The goal was reliability.
If a network connection dropped halfway through a transfer, the device needed to recover gracefully and continue from where it left off.
No corruption. No inconsistent state. No manual intervention.
The Challenge of Moving Large Media Libraries
One of the biggest engineering challenges involved content distribution.
A typical update might contain:
Video files
Images
Application bundles
Configuration changes
Re-downloading everything every time simply wasn't realistic.
Bandwidth was limited, synchronization windows were unpredictable, and some assets were extremely large.
To make transfers practical, we relied heavily on:
Manifest-driven synchronization
Content hashing
Incremental downloads
Compression
Delta updates where possible
The principle was straightforward:
Transfer only what changed.
That simple rule dramatically reduced synchronization times and bandwidth usage across the fleet.
Building for Unreliable Networks
Connectivity quality varied enormously.
Sometimes devices synchronized over stable networks.
Other times they relied on slow, intermittent cellular connections.
The synchronization system had to assume failure could happen at any point.
To handle this, we built in:
Retry queues
Checkpointed downloads
Idempotent operations
Integrity verification
Automatic recovery mechanisms
One of the most important requirements was ensuring that a failed synchronization never damaged the existing system.
If an update couldn't be completed successfully, the device simply continued operating from its last known-good state.
Passengers never noticed the difference.
Observability Without Real-Time Access
One of the more interesting challenges wasn't deployment.
It was debugging.
Most modern observability platforms assume engineers can access telemetry in real time.
That wasn't possible for us.
Aircraft devices spent long periods disconnected, making live monitoring ineffective.
Instead, devices accumulated operational information locally:
Structured logs
Health metrics
Synchronization reports
Diagnostic data
Whenever connectivity became available, this information was uploaded and aggregated centrally.
The result wasn't real-time observability.
It was delayed observability.
And that required a different mindset when diagnosing production issues.
What We Learned
Building systems for disconnected environments teaches lessons that are easy to overlook in cloud-first architectures.
Connectivity Is a Feature, Not a Guarantee
Many applications assume the network will always be available.
We learned to assume the opposite.
Systems designed to function without connectivity are often more resilient overall.
Idempotency Is Non-Negotiable
When networks are unreliable, retries become routine.
Every operation must be safe to execute multiple times.

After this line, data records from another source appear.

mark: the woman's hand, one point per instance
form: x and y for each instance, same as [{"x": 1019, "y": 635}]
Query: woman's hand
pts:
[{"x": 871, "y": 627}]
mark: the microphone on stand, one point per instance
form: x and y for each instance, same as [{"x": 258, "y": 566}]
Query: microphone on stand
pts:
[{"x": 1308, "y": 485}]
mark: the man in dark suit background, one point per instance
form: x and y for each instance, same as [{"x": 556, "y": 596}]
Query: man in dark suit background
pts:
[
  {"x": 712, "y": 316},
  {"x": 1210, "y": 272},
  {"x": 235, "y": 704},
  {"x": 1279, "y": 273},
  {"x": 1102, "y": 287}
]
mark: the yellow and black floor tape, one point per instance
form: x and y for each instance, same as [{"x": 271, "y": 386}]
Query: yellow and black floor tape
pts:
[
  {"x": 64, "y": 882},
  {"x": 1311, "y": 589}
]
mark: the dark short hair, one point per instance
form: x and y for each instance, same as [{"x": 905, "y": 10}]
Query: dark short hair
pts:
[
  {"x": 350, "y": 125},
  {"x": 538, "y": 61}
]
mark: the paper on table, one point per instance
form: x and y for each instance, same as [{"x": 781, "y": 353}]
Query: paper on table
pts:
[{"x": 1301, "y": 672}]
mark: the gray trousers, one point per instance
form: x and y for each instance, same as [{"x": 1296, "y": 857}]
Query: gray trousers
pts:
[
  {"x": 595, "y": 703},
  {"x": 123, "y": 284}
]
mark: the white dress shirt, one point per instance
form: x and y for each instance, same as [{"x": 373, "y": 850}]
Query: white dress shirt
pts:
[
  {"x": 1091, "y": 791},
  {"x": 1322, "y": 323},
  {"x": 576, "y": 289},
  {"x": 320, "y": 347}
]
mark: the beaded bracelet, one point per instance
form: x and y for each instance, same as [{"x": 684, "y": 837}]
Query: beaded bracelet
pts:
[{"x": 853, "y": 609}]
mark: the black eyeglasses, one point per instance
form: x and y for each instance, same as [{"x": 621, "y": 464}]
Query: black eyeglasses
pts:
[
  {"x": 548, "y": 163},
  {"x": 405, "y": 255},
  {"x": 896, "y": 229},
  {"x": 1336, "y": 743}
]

Without idempotency, synchronization quickly becomes a source of inconsistency and failure.
Local-First Architectures Are Surprisingly Powerful
Giving edge devices autonomy reduces dependency on centralized infrastructure.
It improves user experience and limits the blast radius of failures.
In many cases, it produces a more robust system than one that depends heavily on constant connectivity.
Simplicity Wins
The most reliable parts of our platform weren't the most sophisticated.
They were the simplest.
Clear manifests, atomic updates, strong validation, and predictable workflows consistently outperformed more complex approaches.
Reliability often comes from reducing complexity rather than adding it.
Final Thoughts
A lot of modern engineering focuses on scaling cloud infrastructure.
But some of the most interesting distributed systems problems exist far from the cloud at the edge, where connectivity is intermittent, resources are constrained, and reliability matters more than raw throughput.
Building software for aircraft forced us to rethink assumptions about deployment, networking, observability, and synchronization.
The result was a platform capable of operating independently for extended periods while staying synchronized with a centralized backend whenever connectivity became available.
And while the environment was unique, the lessons weren't.
Whether you're building for aircraft, ships, remote industrial sites, IoT devices, or any other disconnected environment, the same principle applies:
Design for a world where the network isn't guaranteed.
Everything else becomes easier after that.